Use deterministic deployment names to encode shard topology by ysqyang · Pull Request #81 · valkey-io/valkey-operator

ysqyang · 2026-02-09T17:43:41Z

Context

#55. This is a precursor to the resharding PR: #60

What changed

Deployments are now deterministically named (<cluster>-<N>-<M>, e.g. mycluster-0-0) instead of using GenerateName with random suffixes.
Each Deployment and its pod template are stamped with valkey.io/shard-index and valkey.io/node-index labels at creation time. By convention, node 0 is the initial primary and nodes 1+ are replicas.
addValkeyNode reads the pod's node-index label (via podRoleAndShard) to determine whether a pending node should become a primary (assign slots) or a replica (CLUSTER REPLICATE to the matching shard's primary).
A new pickPendingNode helper ensures primaries are processed before replicas, since CLUSTER REPLICATE requires the primary to already have slots.
Slot-assignment and replication logic are extracted into dedicated assignSlotsToNewPrimary and replicateToShardPrimary functions.

Why

The old code guessed node roles by counting existing shards — if fewer shards existed than desired, the next pending node became a primary; otherwise it became a replica. This heuristic was fragile: it could misassign roles when pods started out of order or when gossip hadn't yet propagated topology changes. Labels make the intended role explicit at Deployment creation time, removing all guesswork from the reconciler.

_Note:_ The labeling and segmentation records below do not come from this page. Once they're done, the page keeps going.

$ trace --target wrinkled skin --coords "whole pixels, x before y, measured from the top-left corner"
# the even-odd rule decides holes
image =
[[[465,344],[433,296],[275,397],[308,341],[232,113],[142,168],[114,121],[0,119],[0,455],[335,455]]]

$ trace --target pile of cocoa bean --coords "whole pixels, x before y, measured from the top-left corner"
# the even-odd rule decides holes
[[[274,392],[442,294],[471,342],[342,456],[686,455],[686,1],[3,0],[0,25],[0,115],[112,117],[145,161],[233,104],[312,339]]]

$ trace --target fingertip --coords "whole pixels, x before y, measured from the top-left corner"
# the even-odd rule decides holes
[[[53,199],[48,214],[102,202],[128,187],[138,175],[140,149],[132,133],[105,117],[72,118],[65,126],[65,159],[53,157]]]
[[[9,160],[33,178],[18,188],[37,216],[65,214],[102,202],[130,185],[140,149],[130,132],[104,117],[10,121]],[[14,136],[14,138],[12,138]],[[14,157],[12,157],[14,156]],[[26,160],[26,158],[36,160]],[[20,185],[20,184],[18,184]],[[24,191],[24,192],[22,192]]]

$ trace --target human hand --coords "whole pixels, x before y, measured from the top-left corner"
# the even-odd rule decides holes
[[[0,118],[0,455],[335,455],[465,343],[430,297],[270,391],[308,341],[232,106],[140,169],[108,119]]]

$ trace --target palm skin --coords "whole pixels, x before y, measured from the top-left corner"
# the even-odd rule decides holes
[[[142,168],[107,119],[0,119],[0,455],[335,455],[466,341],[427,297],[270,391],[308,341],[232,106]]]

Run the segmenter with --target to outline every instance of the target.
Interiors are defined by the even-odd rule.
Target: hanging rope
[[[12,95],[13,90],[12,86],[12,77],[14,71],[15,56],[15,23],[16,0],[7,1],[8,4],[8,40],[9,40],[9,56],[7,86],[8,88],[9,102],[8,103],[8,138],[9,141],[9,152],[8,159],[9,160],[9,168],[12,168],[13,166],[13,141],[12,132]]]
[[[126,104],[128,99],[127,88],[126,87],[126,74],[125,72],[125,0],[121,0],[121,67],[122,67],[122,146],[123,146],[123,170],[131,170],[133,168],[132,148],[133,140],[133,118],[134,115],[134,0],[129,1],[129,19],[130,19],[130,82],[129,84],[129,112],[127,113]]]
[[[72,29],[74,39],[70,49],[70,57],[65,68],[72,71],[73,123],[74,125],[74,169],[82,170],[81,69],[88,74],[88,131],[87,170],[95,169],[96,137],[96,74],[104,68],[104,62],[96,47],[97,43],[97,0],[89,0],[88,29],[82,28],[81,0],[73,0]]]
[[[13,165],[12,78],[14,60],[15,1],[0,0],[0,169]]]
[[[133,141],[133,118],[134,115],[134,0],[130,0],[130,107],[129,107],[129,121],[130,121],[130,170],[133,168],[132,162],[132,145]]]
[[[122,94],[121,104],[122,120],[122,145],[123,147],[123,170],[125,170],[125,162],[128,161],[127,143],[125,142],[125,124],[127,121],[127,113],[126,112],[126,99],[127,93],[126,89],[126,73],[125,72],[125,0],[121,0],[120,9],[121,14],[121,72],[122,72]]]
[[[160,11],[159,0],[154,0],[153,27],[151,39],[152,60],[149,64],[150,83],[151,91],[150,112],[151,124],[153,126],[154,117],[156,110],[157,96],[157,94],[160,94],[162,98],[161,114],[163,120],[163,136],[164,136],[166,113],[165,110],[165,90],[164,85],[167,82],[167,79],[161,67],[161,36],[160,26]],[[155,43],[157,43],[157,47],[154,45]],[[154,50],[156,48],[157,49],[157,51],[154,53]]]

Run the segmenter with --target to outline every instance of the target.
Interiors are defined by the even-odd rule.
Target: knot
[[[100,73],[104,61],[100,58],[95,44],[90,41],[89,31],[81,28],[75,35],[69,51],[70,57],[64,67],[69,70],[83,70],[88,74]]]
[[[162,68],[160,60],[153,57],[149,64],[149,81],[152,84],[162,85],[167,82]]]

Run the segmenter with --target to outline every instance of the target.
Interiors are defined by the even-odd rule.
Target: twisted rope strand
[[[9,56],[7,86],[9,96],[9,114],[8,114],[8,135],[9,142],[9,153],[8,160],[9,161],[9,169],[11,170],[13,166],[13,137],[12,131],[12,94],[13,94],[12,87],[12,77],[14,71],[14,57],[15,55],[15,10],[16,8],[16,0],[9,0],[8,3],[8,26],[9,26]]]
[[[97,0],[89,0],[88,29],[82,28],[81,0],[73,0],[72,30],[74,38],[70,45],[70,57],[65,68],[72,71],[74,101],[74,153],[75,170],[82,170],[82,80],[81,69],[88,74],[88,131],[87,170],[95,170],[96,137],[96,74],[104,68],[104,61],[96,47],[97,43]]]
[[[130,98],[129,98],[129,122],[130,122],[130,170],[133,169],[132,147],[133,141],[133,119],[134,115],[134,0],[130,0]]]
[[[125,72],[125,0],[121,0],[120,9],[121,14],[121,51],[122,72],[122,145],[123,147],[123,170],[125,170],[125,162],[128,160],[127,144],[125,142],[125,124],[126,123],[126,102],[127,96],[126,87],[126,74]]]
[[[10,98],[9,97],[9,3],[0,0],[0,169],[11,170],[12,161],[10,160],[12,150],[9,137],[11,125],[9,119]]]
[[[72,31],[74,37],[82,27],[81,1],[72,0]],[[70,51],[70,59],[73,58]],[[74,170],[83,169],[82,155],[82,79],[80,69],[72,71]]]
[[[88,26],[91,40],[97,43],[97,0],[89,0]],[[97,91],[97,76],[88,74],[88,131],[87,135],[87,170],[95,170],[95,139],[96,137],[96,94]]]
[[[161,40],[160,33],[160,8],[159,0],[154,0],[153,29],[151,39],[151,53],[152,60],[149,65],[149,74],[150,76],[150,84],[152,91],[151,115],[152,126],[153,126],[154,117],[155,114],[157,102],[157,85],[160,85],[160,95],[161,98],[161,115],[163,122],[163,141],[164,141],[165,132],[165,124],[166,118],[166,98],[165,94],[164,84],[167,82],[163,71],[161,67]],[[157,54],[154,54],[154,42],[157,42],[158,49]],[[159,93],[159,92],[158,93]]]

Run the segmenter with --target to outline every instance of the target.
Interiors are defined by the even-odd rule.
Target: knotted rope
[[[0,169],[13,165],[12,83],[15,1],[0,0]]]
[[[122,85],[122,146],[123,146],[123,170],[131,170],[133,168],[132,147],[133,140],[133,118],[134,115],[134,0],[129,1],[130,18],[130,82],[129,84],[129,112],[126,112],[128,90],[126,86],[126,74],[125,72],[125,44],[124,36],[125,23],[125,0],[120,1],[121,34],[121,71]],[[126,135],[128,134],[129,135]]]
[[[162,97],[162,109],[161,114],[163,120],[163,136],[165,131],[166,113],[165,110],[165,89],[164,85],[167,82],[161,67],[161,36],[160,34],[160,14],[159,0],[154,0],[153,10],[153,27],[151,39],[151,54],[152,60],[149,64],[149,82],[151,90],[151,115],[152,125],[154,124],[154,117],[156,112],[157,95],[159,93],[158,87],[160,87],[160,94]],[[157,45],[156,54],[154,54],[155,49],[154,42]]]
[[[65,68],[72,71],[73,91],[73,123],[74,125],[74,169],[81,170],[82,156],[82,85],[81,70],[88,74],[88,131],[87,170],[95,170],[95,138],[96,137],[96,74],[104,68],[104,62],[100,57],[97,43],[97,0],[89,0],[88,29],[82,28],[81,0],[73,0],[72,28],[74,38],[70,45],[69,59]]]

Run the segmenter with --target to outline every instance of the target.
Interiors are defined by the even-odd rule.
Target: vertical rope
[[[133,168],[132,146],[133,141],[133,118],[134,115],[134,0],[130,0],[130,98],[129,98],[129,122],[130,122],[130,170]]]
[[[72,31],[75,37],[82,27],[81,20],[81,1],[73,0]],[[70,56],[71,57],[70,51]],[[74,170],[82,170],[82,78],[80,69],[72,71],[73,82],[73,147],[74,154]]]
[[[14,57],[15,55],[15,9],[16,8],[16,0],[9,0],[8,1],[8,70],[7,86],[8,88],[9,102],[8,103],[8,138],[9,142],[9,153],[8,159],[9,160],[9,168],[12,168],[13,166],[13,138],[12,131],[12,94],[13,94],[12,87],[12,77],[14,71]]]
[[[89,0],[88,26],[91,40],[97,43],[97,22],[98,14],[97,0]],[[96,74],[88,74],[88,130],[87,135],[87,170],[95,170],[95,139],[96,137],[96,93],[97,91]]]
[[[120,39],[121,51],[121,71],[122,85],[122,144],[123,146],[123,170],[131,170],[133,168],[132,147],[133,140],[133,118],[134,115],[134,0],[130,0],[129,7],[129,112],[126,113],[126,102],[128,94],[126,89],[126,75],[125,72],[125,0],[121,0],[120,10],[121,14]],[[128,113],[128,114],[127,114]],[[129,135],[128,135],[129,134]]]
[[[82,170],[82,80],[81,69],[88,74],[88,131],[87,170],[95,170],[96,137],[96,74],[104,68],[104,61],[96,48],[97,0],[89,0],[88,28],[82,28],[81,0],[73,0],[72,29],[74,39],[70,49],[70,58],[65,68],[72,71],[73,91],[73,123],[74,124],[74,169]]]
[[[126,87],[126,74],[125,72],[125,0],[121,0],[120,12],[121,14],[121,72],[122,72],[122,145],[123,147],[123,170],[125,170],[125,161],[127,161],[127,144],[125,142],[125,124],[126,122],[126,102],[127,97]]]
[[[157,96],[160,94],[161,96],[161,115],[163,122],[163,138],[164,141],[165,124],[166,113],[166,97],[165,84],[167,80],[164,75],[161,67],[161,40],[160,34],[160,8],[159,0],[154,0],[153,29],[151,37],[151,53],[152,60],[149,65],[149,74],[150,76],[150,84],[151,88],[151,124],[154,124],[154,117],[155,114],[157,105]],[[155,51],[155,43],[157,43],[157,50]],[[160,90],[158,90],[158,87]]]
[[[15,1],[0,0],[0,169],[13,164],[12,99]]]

Deterministic names make it easy to correlate pods, deployments, and Valkey nodes during debugging (kubectl get pods immediately shows which shard and position each pod belongs to), and make upsertDeployments idempotent — it simply tries to create each name and ignores AlreadyExists.

Testing

Deployments and their pod templates are now stamped with valkey.io/shard-index and valkey.io/role labels when created by upsertDeployments. addValkeyNode reads these labels to determine whether a pending node should become a primary (assign slots) or a replica (CLUSTER REPLICATE to the matching shard's primary), removing the heuristic that previously guessed roles by counting existing shards. Signed-off-by: yang.qiu <yang.qiu@reddit.com>

internal/controller/deployment.go

internal/controller/valkeycluster_controller.go

Signed-off-by: yang.qiu <yang.qiu@reddit.com>

internal/controller/valkeycluster_controller.go

Signed-off-by: yang.qiu <yang.qiu@reddit.com>

internal/controller/deployment.go

internal/controller/valkeycluster_controller.go

Signed-off-by: yang.qiu <yang.qiu@reddit.com>

bjosv · 2026-02-11T11:54:46Z

internal/controller/deployment.go

+//	<cluster>-shard<N>-<M>    e.g. "mycluster-shard0-0", "mycluster-shard1-2"
+//
+// By convention, node 0 is the initial primary and nodes 1, 2, … are replicas.
+// The name deliberately avoids "primary"/"replica" because failover can swap


I also think its good that we avoid primary/replica in the name.
We only have to keep in mind, as stated here, that after a failure the primary can be at index 2 (of 0-2).
If the user want to scale down replicas either the replica at index 0 or index 1 needs to go, i.e. there can be indexes missing and the index doesn't say that much anymore.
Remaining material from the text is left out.